XV
Il y avait à Rome, au moment où Michel-Ange sculptait le groupe féminin de la _Pieta_, taillait _Moïse_ dans le rocher et découvrait les fresques de la chapelle Sixtine, une jeune fille de dix-sept ans de la maison princière des Colonna. Sa mère était une fille du duc d'Urbin, un des premiers patrons de Michel-Ange adolescent, au moment où il suivait, hors de Florence, les Médicis dans l'exil. Son nom était Vittoria Colonna, nom devenu depuis immortel par l'amour, par la poésie et par la vertu. La nature l'avait douée de cette beauté à la fois majestueuse et tendre que les Romaines modernes semblent avoir ravie aux statues grecques qui décoraient leurs temples et leurs musées. Ses médailles, que nous possédons encore, sont des profils de la Vénus de Chypre, tempérés par la pudique sévérité du christianisme. Son âme, modelée sur les types hébraïques de l'antiquité; son esprit, cultivé dès son enfance par les philosophes, les théologiens, les poëtes, les artistes familiers de l'opulente maison Colonna, avaient fait de la belle Vittoria le miracle de l'Italie. À dix-sept ans, elle avait épousé le jeune marquis de Pescaire, du même âge qu'elle et à qui elle était fiancée depuis le berceau. Les deux époux étaient dignes l'un de l'autre, l'amour le plus tendre les unissait avant la volonté de leurs familles; mais l'héroïsme du jeune Pescaire l'arracha peu de temps après le mariage des bras de son amante. Général des armées espagnoles de Naples, illustre dès les premières campagnes par ses exploits, fait prisonnier en 1512, à la bataille de Ravennes, une correspondance amoureuse en vers entre sa jeune femme et lui leur révéla à l'un et à l'autre un talent poétique, seule consolation de leur captivité et de leur veuvage. Douze années de guerres firent de lui le premier général de son siècle et le bouclier de l'Italie. Les princes italiens, protégés par son épée, lui offrirent le royaume de Naples, s'il voulait tourner ses armes contre le roi de Naples, son suzerain.

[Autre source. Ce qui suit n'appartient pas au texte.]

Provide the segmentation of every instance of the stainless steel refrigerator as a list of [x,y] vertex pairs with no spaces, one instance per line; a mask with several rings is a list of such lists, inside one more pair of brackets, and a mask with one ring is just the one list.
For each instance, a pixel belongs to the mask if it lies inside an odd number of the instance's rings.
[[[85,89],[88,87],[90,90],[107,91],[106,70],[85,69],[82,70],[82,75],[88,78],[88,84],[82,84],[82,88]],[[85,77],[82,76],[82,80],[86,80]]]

Vittoria Colonna, instruite de cette tentative, lui écrivit cette lettre où la vertu parle, dans ces temps corrompus, un langage digne de l'antiquité:
«Souvenez-vous, lui écrivit-elle, de votre vertu, qui vous élève au-dessus de la fortune et de la gloire des rois. Ce n'est point par la grandeur des États ou des titres, mais par la vertu seule que s'acquiert cet honneur, qu'il est glorieux de laisser à ses descendants. Pour moi, je ne désire point être la femme d'un roi, mais de ce grand capitaine qui avait su vaincre, non-seulement par sa valeur pendant la guerre, mais dans la paix, par sa magnanimité, les plus grands rois.»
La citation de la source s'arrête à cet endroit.